The transit agency in April allowed passengers to board in the rear to help separate passengers to slow the spread of coronavirus.

As Chicago continues its gradual reopening and more people return to work, the CTA said it’s moving back to the standard front boarding and fare-paying routine.

Buses will still have reduced capacity limits: 15 riders on a standard 40-foot bus and 22 on a 60-foot articulated bus.

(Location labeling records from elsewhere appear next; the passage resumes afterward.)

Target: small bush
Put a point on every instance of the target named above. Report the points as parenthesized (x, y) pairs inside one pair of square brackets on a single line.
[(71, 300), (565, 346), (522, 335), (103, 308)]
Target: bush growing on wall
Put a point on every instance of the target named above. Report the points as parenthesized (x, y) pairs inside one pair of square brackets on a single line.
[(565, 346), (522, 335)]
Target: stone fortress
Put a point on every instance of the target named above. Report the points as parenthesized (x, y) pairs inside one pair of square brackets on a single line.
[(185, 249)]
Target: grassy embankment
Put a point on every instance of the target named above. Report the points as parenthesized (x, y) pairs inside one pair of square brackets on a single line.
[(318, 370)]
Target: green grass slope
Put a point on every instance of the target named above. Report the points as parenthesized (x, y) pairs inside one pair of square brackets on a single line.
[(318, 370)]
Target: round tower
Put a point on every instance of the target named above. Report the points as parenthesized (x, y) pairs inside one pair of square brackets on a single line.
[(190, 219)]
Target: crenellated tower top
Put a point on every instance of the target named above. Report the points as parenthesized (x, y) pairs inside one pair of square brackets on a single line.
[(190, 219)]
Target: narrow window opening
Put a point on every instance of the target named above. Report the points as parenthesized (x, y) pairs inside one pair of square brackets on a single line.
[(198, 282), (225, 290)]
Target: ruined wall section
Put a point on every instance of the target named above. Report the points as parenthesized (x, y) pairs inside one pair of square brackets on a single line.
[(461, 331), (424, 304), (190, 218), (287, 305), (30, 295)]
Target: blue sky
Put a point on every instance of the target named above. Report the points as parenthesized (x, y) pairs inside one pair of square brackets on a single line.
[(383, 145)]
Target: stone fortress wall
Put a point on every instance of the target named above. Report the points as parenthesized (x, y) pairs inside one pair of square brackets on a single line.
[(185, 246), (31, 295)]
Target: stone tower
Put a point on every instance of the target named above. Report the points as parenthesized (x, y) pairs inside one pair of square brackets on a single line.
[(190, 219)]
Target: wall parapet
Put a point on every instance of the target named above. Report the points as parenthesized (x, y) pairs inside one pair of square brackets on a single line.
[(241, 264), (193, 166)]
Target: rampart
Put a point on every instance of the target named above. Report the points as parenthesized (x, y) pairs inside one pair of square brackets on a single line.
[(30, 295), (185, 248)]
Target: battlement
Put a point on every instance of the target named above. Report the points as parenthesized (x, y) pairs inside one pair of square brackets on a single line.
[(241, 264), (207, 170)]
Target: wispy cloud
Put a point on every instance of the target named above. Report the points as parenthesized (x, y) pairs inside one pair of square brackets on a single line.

The agency is encouraging riders to use the extra space to social distance. It’s also asking that all riders wears mask. But it acknowledges drivers are not being told to stop mask-less passengers from boarding.

“CTA’s mask requirement is based on voluntary compliance,” the CTA said in a tweet. “CTA personnel will not prevent passengers without face coverings from boarding a bus or train. At this time, we are unable to provide masks for everyone and we will continue to encourage people to wear the masks they own.”

It also added: “While the state order requiring customers to wear masks or face coverings, it does not provide CTA with the ability to enforce the actions of every single rider. We encourage our customers to follow the provisions of the state order.”

The CTA laid out its safety measures in a post here. Including is its protocol for the cleaning of buses and trains:

  • Cleaning BEFORE Service: Every rail car and bus is cleaned before it leaves for daily service — this includes wiping down seats, stanchions, grab handles and surfaces with disinfectant, as well as sweeping and trash removal.
  • Cleaning WHILE IN service: Workers disinfect the high-touch surfaces of rail cars at all terminals after they finish a run and before they turn around for another run. Workers have also been stationed at the Navy Pier, Jefferson Park, Howard and Midway bus terminals to clean high-touch surfaces of buses serving 30 different routes.
  • Routine deep cleans: In addition to the daily cleanings, all vehicles undergo a routine “deep clean”, which entails intensive cleanings of the interior surfaces from the top of windows to the floor. Each night of the week, approx. 300 vehicles — 150 rail cars and 150 buses — are deep cleaned.  As part of this process, crews use a 3-in-1 product that cleans, disinfects and deodorizes all surfaces of the vehicles.
  • Electrostatic sprayers for deeper cleans: New eMist devices apply cleaning solution as a mist, providing for more thorough coverage. Machines will supplement our existing deep-cleaning measures and allow us to clean vehicles more efficiently and thoroughly
  • Anti-microbial surface coating: Currently testing new products on the interior of our vehicles that prevent certain materials (e.g. bacteria, viruses, liquids, etc.) from sticking to treated surfaces for an extended period of time.
  • UV cleaning technology: CTA is also investigating UV light cleaning, currently being pilot tested by New York City.
  • Mobile cleaning SWAT teams: Ten 4-5 member mobile teams will be deployed across the system to power wash our stations.